Bratchet lo recordaba. Lo recordaba cada mañana cuando miraba por la ventana. Una voz débil le decía desde su infancia francesa: «Somos hugonotes, pequeña. El rey Luis se ha retractado e intenta obligamos a aceptar al papado. Debemos ir a Inglaterra para ser libres».

Pero cada mañana la voz se hacía más débil. «Era» libre. Tenía la libertad en uno de los lugares más hermosos de la tierra. Por primera vez en su vida tenía dignidad, al servir a una mujer hermosa y encumbrada, no como Effie Sly, vil e inferior.

Los desterrados decían que ningún palacio de Inglaterra se podía comparar con Saint-Germain-en-Laye y ella les creía.

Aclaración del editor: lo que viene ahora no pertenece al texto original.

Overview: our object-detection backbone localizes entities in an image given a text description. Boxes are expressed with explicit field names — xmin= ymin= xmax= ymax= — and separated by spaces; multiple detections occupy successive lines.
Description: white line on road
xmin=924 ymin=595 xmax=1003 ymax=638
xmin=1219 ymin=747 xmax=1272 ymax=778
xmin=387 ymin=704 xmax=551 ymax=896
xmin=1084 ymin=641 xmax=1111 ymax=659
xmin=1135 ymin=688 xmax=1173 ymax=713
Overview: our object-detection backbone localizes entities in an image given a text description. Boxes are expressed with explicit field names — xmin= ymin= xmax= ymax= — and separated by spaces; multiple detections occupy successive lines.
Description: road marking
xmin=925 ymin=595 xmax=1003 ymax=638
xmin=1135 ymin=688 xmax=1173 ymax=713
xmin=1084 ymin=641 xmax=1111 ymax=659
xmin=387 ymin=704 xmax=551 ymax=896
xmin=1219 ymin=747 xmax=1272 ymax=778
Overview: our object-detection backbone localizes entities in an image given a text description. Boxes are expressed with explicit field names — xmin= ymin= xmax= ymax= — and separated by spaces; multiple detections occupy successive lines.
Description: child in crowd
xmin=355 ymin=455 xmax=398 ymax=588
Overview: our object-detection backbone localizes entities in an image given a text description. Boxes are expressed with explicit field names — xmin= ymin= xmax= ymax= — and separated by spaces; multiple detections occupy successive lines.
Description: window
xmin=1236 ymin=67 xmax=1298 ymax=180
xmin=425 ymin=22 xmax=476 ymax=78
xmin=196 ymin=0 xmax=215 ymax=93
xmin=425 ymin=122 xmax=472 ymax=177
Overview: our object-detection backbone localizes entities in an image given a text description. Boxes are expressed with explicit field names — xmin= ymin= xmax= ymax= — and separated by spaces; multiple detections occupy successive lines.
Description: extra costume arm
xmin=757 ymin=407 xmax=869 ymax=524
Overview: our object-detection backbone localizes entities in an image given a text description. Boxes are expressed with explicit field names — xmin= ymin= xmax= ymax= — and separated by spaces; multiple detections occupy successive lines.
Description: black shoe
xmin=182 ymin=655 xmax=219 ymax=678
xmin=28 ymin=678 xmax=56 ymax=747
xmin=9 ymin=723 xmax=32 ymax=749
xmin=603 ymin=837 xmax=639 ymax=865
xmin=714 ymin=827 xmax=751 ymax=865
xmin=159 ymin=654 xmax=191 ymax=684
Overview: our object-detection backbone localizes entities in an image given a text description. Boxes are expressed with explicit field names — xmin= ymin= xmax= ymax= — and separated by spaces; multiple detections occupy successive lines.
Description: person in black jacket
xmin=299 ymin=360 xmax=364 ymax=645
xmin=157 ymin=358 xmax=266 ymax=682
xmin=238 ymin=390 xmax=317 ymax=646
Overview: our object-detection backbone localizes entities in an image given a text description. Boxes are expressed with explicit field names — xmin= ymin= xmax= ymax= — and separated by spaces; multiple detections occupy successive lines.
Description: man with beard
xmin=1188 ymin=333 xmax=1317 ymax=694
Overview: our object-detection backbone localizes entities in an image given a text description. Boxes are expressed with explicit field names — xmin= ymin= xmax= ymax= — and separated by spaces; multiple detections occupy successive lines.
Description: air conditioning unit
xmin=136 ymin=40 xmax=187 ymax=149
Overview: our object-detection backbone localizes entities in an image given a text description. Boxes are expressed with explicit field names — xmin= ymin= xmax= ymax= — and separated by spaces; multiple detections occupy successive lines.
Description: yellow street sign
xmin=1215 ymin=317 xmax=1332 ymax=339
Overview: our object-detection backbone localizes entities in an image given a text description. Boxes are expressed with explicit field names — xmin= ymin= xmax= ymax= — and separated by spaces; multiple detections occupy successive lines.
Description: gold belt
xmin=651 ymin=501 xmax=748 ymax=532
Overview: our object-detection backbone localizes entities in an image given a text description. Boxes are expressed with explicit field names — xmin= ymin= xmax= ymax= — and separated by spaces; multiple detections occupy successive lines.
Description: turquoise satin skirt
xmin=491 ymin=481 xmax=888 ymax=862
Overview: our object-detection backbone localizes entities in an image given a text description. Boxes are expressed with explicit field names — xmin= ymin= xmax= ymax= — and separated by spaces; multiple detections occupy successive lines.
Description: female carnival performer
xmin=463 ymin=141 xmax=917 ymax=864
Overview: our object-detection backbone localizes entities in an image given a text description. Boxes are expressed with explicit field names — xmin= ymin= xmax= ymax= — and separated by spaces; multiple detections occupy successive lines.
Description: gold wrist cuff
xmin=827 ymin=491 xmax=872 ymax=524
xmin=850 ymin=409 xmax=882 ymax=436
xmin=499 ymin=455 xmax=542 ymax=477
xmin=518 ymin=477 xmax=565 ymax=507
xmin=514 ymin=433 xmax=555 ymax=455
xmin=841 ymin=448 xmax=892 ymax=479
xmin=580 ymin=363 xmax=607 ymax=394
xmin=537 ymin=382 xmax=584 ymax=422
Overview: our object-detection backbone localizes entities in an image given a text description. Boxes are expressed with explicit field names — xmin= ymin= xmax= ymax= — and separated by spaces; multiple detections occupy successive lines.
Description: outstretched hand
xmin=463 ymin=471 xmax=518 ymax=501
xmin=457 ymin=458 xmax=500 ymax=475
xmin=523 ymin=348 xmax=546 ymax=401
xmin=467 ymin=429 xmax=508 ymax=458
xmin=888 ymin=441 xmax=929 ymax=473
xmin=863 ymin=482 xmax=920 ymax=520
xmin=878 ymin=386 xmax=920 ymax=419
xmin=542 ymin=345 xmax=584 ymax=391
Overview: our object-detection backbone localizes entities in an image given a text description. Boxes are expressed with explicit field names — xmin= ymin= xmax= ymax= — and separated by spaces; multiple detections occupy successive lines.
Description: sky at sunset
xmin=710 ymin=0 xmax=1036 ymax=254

Era el lugar de nacimiento del gran monarca, Luis XIV, y señal de la estima que sentía por Jacobo II (cuando lo echaron de Inglaterra) fue que le entregara el palacio, junto con una pensión, y más tarde permitió que la viuda de Jacobo, María de Módena, se quedara con ambas cosas.

La gratitud hacia el rey Luis que inundaba Saint-Germain era contagiosa y Bratchet la hizo suya. Después de todo, el rey Luis era el sol que iluminaba cada vista, su nombre era ensalzado junto al de Dios durante las oraciones en la capilla blanca y dorada de María de Módena, él era el eslabón último que la había arrancado de Puddle Court para llevarla a su glorioso estado actual.

Era tan glorioso que Bratchet empezó a creer todo lo que eso significaba: María Beatriz de Módena era la auténtica reina de Inglaterra, Anne era una mera usurpadora. Sentía menos entusiasmo que nadie acerca de sentar al hijo de María en el trono inglés. Hasta ese momento no había visto a Jacobo, que estaba en el ejército, pero estaba dispuesta a reconocer que quizá tenía cierto derecho.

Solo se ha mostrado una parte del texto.